Ce dispositif vise également à renforcer leur pouvoir d’agir en leur conférant une capacité décisionnelle sur les orientations productives. En pratique, la SSRE s’appuie sur des débats entre salarié·es, syndicats et experts. Ces débats permettent d’identifier les besoins spécifiques des travailleurs tout en explorant des modèles alternatifs de gouvernance démocratique dans l’entreprise. L’objectif est clair : transformer les travailleurs en acteurs de la transition/redirection, capables de décider ce qui doit être produit, pour quoi et comment, et selon quelles conditions.

 

 

Bifurcation RH : associer besoins humains et limites planétaires

 

Le projet Bifurcation RH porté par la Ville de Grenoble, l’association Auxilia et financé par l’Anact, a permis de poser des jalons essentiels pour la redirection écologique des RH dans les collectivités territoriales. Plusieurs métiers (jardiniers, thermiciens, mécaniciens, auxiliaires de puériculture, etc.) ont été analysés dans leurs spécificités, leurs défis et leurs trajectoires.

Le projet a montré comment ces professions, souvent invisibilisées, peuvent devenir des vecteurs de transformation écologique, en valorisant leurs savoir-faire et en réinterrogeant leurs pratiques. Ces métiers ont été replacés au centre de l’action publique, non comme de simples exécutants, mais comme les acteurs clés de la transition.

En partant du quotidien des agents, le projet a éclairé les interactions complexes entre contraintes climatiques, organisationnelles et sociales. Cette approche a permis de dépasser une vision abstraite de la transition pour mettre en lumière les tensions vécues et les inventions locales.
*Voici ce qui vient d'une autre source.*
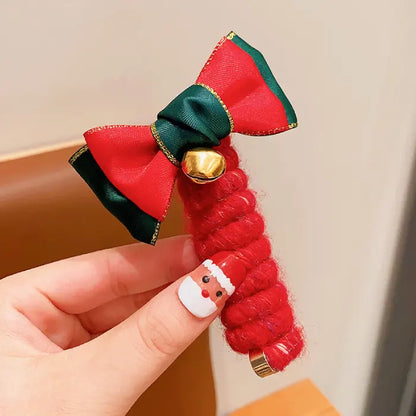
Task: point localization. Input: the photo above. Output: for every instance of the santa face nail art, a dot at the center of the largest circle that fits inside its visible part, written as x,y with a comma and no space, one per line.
205,290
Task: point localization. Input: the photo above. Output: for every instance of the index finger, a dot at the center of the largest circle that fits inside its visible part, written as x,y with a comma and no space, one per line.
81,283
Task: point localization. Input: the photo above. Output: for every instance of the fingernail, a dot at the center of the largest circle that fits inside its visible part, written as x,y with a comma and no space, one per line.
205,290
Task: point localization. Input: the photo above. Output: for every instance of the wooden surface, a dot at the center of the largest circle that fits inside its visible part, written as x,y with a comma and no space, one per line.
300,399
47,213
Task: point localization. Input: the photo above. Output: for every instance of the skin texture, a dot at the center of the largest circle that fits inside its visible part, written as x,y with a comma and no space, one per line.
88,335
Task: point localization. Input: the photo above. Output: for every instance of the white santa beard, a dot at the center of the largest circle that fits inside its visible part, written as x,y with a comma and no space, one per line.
191,297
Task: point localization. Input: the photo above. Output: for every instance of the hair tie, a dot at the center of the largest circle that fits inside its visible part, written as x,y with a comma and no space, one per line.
132,170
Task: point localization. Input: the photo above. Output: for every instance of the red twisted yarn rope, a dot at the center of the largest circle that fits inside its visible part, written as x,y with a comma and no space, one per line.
223,216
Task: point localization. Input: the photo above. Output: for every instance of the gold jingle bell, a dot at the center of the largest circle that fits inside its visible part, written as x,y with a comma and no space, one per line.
203,165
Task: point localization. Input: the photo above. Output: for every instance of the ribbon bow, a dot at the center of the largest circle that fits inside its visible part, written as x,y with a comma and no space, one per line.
132,169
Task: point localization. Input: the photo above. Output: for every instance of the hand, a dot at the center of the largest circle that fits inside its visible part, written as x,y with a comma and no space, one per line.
88,335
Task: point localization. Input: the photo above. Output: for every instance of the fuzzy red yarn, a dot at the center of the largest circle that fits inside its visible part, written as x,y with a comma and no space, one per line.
223,216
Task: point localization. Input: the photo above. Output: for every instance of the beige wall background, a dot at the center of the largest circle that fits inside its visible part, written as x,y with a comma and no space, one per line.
333,191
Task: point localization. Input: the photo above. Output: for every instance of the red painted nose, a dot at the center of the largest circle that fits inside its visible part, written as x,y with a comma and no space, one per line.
205,293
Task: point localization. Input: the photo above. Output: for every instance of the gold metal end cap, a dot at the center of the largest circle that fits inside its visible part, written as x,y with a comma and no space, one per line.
203,165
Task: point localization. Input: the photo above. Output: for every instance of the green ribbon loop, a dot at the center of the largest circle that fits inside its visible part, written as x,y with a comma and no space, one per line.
195,118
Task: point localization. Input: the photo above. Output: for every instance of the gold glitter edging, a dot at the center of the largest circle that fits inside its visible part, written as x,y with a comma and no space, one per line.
162,146
77,154
214,93
231,35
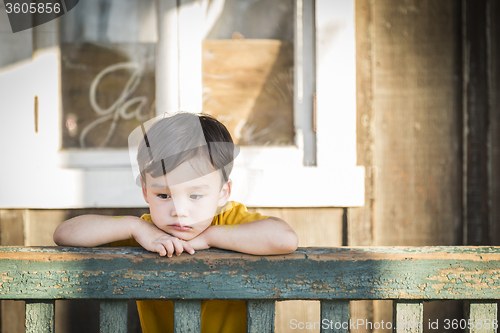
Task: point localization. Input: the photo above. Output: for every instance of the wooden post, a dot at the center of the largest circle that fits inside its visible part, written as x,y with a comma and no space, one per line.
475,121
40,316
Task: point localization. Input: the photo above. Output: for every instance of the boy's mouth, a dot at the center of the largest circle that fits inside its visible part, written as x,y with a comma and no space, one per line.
179,228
L’attention portée aux pratiques concrètes, aux routines professionnelles et aux ajustements improvisés a permis de dégager des enseignements applicables à d’autres contextes.
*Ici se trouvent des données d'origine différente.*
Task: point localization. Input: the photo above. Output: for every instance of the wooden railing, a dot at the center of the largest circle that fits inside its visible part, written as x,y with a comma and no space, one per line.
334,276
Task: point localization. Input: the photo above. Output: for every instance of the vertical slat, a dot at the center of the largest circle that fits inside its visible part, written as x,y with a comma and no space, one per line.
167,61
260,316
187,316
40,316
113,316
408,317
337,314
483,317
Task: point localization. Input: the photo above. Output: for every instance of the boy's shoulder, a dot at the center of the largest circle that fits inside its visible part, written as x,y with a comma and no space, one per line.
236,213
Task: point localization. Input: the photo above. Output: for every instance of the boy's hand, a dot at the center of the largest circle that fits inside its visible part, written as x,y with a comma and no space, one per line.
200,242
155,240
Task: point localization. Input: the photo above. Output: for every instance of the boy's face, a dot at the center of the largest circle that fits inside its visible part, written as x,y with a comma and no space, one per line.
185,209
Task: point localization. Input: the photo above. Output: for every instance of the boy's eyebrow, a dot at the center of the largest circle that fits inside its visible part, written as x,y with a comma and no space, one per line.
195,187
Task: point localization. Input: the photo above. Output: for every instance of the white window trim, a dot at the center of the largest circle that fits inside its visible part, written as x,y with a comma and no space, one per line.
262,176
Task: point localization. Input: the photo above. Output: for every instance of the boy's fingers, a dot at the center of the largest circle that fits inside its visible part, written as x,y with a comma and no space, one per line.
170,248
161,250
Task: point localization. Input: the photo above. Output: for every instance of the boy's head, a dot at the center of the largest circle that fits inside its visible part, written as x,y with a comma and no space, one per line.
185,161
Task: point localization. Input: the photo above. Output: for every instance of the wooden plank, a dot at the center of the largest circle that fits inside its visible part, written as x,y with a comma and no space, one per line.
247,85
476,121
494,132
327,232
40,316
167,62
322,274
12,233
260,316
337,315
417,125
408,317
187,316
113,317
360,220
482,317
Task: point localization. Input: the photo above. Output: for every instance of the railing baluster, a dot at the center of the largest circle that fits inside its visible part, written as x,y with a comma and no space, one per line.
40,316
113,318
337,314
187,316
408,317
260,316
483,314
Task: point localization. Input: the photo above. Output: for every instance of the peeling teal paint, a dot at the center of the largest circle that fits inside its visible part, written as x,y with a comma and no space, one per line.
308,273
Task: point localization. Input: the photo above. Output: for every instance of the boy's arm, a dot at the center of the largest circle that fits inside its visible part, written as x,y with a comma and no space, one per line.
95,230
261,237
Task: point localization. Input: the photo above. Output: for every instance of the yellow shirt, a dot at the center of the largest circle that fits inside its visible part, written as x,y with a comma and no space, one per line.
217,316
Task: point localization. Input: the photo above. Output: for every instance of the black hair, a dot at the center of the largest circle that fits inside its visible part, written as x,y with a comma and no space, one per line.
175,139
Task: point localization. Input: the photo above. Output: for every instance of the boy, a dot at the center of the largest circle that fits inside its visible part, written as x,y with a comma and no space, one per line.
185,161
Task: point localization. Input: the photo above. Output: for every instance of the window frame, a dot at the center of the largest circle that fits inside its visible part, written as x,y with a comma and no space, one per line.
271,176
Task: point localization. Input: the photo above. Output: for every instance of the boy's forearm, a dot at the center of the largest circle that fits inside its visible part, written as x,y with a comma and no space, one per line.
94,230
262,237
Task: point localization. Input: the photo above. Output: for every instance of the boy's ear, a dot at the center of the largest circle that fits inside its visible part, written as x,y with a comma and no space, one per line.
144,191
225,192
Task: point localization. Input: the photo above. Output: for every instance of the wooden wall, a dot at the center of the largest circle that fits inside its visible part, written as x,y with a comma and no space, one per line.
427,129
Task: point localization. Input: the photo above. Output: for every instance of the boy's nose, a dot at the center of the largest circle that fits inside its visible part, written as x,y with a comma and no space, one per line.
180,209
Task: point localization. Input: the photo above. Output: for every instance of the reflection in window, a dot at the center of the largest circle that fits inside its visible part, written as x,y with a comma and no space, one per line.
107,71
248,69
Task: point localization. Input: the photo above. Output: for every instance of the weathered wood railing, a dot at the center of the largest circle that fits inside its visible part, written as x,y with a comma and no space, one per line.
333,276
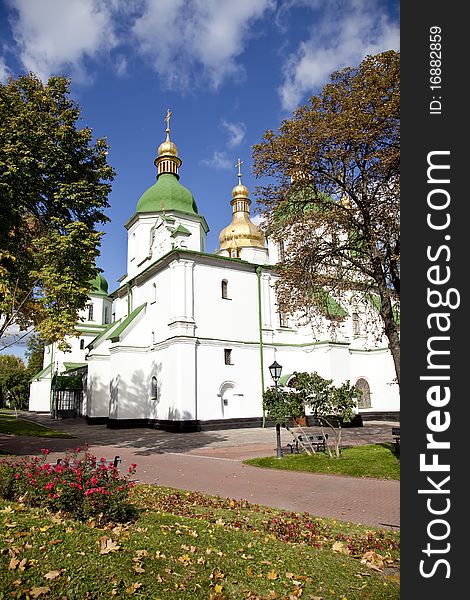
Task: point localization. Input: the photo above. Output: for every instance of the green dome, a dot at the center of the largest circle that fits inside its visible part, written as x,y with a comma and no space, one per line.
167,194
99,285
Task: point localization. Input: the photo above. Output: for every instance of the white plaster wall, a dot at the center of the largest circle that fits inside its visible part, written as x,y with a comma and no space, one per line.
129,375
378,369
218,318
40,396
97,392
243,375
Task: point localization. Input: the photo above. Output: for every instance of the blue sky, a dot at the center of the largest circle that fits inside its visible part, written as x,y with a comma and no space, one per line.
228,70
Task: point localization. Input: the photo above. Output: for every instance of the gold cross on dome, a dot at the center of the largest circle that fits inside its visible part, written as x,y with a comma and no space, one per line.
167,119
239,164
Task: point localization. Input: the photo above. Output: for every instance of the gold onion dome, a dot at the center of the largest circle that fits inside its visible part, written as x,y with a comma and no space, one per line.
167,147
241,233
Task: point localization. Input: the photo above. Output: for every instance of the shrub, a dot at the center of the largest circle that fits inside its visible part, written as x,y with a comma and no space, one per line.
80,486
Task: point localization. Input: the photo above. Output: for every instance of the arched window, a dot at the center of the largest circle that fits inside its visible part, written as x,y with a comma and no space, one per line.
363,386
224,289
154,388
356,324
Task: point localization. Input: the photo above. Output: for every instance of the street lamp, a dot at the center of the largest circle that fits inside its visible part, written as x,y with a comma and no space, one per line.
275,369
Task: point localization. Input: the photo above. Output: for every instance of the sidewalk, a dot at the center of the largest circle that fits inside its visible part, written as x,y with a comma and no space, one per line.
211,462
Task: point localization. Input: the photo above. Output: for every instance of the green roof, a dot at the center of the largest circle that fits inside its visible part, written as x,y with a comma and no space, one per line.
167,194
180,230
127,321
328,305
99,285
74,366
46,371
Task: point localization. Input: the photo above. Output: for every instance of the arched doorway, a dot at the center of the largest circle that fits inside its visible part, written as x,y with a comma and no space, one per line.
229,400
363,386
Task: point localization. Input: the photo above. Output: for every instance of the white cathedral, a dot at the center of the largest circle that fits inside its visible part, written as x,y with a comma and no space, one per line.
186,341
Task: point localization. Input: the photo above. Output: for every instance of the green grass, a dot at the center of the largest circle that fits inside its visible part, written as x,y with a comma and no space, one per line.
192,546
373,460
18,426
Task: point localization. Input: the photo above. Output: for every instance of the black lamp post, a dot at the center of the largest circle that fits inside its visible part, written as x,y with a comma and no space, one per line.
275,369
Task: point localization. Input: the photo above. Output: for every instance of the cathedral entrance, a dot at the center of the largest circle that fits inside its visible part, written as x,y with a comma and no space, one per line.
229,401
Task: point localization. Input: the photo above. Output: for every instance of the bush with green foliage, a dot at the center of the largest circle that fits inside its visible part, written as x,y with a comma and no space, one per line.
80,486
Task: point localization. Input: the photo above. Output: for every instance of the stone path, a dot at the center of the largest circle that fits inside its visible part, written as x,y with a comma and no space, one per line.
211,462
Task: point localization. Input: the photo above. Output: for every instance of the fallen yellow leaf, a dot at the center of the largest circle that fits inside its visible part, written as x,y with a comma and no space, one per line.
272,575
40,591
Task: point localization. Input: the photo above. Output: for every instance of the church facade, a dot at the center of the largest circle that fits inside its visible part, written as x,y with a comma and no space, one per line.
186,341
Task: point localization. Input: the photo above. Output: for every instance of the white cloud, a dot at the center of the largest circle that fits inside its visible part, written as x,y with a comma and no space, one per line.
4,70
343,34
236,132
219,160
55,37
121,65
189,41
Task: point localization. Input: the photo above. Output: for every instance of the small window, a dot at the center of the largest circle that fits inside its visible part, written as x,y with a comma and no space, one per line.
283,319
228,356
356,324
154,389
224,286
363,386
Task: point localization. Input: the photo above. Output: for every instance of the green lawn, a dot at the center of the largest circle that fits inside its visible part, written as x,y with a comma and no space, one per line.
373,460
18,426
191,546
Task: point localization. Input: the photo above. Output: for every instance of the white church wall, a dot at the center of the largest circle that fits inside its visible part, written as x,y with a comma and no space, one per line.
129,375
377,368
235,318
228,391
98,385
40,396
En intégrant les agents, les managers, les syndicats et les décideurs dans une réflexion commune, le projet a ouvert la voie à une démarche contributive. Les ateliers de restitution et les entretiens qualitatifs ont contribué à construire un langage partagé autour des enjeux de résilience et de sobriété. Ce dialogue a révélé la richesse des points de vue et des expériences, tout en identifiant des leviers de coopération encore sous-exploités.

Les projections élaborées dans le cadre du projet ont esquissé des voies concrètes pour l’avenir des métiers et des pratiques RH. En imaginant des trajectoires de transformation de ces métiers par et pour celles et ceux qui les exercent, ces scénarios offrent des repères pour guider les collectivités dans leurs bifurcations. L’idée d’une planification bottom-up, intégrant les limites planétaires et les besoins (et attachements) humains, répond ainsi aux recommandations du rapport de l’institut Veblen cité plus haut

 

 

Vers une écologie de la co-décision

 

La redirection écologique invite à un changement de paradigme : passer d’une écologie imposée à une écologie où la co-enquête occupe une place centrale et les travailleurs jouent un rôle clé dans la définition des orientations productives. En réconciliant justices climatique et sociale, en repensant les droits sociaux et en renforçant la formation, elle ouvre la voie à des modèles à la fois plus soutenables et plus démocratiques.

Les expériences menées à Grandpuits, Gardanne ou encore dans le cadre de la SSRE montrent que cette transition est possible, mais nécessite une volonté politique et une mobilisation collective sans précédent. Face à l’urgence climatique, il ne s’agit pas seulement de préserver des emplois, mais de redonner aux travailleur·euses les moyens d’agir sur leur avenir et celui de la planète.